The animation work was relatively spread out on this film, as well. Typically, Walt’s more experienced animators (like the famed Nine Old Men) were each assigned a principle character and drew all of that character’s scenes. In Dalmatians, however, many of the animators teamed up to work on the principle characters. In particular, seven of the Nine Old Men worked on Perdita alone. The only exception was Marc Davis, whose credits include Sleeping Beauty’s Maleficent and Aurora, Peter Pan’s Tinker Bell and Alice in Wonderland’s Alice. He drew Cruella all on his own. In fact, Dalmatians was Davis’s last film for Disney; he went on to design such classic Disney theme park rides as The Haunted Mansion and The Pirates of the Caribbean.
In a classically Disney moment, the film’s most touching scene depicts Pongo and Perdita issuing an SOS-like cry, called the Twilight Bark, to dogs in the city, pleading for information on the whereabouts of their pups. While heartwarming, the scene starts a sequence that invites several comparisons to the Second World War with hat tips to the Paris Underground, secret messaging services and daring rescues from behind enemy lines (all unsurprising inclusions given Walt’s previous involvement with propaganda). The Twilight Bark is reminiscent of civilian radio operators sending information about Nazi troop movements to each other and eventually back to military leaders. Pongo and Perdita then use this information to dive into the lion’s den, so to speak, and meet with the Colonel and Sgt. Tibbs who are hidden operatives in Cruella’s back yard. No puppy left behind, all 99 of the prisoners make it home to London safe and sound.

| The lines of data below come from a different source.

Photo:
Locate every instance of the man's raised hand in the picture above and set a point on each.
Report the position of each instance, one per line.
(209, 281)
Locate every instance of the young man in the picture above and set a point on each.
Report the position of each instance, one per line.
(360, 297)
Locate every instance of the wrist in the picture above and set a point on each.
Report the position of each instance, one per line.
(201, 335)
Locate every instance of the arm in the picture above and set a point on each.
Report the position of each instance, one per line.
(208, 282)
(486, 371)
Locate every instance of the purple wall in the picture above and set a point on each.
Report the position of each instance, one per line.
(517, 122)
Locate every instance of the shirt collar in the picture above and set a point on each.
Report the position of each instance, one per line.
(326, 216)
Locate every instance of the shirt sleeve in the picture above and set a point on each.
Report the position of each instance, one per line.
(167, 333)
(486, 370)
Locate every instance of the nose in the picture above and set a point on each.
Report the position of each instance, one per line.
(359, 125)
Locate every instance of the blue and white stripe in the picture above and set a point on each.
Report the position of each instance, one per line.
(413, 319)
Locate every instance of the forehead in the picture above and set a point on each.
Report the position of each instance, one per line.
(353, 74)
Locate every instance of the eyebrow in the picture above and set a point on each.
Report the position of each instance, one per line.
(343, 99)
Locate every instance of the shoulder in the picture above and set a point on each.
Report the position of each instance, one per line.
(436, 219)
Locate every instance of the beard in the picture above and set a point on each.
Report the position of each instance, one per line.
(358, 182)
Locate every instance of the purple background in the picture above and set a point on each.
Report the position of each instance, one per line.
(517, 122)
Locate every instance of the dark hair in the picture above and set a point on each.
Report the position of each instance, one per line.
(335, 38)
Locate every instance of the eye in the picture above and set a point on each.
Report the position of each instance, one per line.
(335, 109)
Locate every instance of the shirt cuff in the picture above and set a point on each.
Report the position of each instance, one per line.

The film premiered at Manhatten’s famed Radio City Music Hall on Jan. 25, 1961, and grossed $14-million domestically in its initial run. (The film has since collected a lifetime domestic gross of almost $145-million.) The New York Times said, “Even with a lady Lucifer hell-bent for their hides, those Dalmatians are a friendly lot worth knowing,” adding that the dogs are “as cute as can be” and that kids “should love them.” The reviewer praises Disney’s ability to keep the adaptation “enclosed in a typical Disney frame of warm family love, human and canine.”
While maybe not as memorable as some of Disney’s other classics, the story is an entertaining tale of the bond of family with a truck-full of the cutest puppies to boot. Oh, and a bonus fun fact for those of you with a keen eye: There is a hidden Mickey on almost every dalmatian — or so we’ve heard. We couldn’t find any of them.)